Last week we discussed rules for getting permission to enter the United States to study at a college or university. Now, in part six of our Foreign Student Series, we discuss the Student and Exchange Visitor Information System. This computer system is known as SEVIS. It went into effect in January of two thousand three.
All schools must enter information when they admit a foreign student. SEVIS brings together about seventy-four thousand American colleges, universities and technical schools. It links them to the Immigration and Customs Enforcement Service.
The government uses the system to let a school know when a student has entered the country. The school must report within thirty days if the student is attending classes. The school must also report if the student leaves school.
The Department of Homeland Security says SEVIS now lists about seven hundred seventy thousand students and exchange visitors. Family members who traveled with them are also listed.
On September first, the United States began to charge each student and exchange visitor one hundred dollars to help pay for the system. The money will also help pay for a new SEVIS Web site that is being developed. The site will permit student and exchange visitors to examine their SEVIS information and payment record online.
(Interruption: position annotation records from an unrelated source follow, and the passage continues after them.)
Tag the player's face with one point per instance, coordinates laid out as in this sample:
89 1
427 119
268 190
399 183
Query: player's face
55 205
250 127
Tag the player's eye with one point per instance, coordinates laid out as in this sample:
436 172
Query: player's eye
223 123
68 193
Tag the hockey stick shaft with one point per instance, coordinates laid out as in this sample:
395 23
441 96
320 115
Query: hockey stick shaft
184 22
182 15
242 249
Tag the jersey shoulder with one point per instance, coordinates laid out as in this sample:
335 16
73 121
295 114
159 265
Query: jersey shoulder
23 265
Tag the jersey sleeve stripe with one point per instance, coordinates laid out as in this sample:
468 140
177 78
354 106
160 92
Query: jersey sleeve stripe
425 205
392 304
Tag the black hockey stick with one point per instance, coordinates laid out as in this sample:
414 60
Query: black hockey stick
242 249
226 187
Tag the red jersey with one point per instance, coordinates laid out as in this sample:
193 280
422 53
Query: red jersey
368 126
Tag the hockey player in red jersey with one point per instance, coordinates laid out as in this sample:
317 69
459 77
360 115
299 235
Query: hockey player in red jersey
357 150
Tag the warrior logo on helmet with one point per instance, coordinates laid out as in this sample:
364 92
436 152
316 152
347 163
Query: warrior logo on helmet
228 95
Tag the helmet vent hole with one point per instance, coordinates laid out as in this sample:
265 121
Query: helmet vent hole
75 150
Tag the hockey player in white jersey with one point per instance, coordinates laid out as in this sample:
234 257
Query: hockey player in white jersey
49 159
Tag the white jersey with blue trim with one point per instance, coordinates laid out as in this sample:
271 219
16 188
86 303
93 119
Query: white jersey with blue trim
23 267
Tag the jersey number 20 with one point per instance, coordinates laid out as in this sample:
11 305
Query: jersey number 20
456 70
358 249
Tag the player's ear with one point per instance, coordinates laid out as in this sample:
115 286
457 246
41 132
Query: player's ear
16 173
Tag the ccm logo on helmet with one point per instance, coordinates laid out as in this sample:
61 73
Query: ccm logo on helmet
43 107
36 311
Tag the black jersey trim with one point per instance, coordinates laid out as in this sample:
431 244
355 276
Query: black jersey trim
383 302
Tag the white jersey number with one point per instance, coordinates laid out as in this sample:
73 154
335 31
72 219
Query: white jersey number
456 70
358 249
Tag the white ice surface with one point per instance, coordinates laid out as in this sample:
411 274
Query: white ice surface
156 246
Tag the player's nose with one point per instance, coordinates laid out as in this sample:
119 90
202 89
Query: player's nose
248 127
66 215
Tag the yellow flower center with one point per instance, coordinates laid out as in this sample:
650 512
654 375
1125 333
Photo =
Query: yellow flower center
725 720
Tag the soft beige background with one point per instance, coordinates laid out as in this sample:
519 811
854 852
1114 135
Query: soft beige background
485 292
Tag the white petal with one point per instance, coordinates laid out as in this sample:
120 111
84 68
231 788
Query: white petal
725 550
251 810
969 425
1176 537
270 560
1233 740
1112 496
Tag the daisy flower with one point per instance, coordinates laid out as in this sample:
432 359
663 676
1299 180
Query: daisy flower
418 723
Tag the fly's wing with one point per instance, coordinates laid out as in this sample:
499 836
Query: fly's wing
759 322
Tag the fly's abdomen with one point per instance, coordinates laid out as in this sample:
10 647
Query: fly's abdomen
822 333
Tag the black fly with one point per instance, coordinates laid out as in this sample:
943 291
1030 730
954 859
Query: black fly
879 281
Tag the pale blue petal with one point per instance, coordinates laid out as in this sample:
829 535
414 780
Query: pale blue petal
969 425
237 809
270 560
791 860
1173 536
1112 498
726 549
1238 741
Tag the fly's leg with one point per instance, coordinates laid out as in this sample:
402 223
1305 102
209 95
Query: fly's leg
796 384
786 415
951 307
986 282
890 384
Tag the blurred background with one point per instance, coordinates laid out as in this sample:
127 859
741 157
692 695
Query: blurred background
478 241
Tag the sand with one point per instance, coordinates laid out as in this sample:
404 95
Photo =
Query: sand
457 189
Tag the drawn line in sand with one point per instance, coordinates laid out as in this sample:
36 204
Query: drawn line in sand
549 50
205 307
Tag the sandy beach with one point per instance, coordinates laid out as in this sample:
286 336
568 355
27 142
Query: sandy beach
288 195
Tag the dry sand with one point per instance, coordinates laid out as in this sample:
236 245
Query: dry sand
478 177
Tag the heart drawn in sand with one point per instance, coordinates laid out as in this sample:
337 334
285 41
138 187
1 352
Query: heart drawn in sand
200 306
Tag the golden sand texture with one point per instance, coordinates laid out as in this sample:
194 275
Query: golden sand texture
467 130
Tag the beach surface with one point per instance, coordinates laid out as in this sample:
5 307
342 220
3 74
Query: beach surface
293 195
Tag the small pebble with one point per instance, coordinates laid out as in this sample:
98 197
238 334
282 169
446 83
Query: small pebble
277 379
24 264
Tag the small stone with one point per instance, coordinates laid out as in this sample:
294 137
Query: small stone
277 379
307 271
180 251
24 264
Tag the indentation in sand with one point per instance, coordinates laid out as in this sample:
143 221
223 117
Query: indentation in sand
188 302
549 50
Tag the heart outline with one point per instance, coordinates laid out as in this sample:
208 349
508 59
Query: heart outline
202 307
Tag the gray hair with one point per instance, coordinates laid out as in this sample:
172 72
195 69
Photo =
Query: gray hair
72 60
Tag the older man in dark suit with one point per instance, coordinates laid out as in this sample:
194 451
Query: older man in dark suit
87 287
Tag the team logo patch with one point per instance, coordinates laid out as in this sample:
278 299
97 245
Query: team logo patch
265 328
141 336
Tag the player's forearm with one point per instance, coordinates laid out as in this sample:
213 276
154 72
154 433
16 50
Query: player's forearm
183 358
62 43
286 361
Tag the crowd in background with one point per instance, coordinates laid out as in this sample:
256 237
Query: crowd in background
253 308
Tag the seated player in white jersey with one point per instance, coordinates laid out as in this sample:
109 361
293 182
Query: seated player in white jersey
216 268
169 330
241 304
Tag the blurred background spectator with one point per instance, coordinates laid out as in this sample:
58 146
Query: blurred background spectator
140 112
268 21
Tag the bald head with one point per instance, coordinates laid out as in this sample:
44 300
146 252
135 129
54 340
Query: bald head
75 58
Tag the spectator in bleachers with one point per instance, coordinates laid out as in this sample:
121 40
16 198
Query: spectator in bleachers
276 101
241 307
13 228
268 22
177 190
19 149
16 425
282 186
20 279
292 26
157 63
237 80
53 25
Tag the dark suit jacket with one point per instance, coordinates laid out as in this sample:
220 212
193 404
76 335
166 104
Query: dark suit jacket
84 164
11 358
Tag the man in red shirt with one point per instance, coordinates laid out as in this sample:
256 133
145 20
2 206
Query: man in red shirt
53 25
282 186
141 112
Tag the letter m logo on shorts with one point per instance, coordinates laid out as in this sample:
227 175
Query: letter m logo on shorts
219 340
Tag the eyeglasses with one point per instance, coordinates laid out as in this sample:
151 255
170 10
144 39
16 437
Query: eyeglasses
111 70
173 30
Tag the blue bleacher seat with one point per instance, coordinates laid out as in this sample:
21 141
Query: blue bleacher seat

Information about SEVIS can be found on the Immigration and Customs Enforcement Web site: www.ice.gov...www.ice.gov. And you can find our Foreign Student Series at WWW.51VOA.COM.
Finally, we want to add to our report two weeks ago about online programs. One example we gave is the largest university in the country to operate for profit, the University of Phoenix.
Last month, its owner, the Apollo Group, announced settlement agreements with the Department of Education. In one case, the company agreed to pay a fine of nearly ten million dollars.
Investigators say the University of Phoenix used unacceptable sales methods to pressure employees to sign up students. Employees reportedly admitted some students who were unprepared.
The settlement involved no admission of wrongdoing. Other profit-making higher education companies have also been under investigation.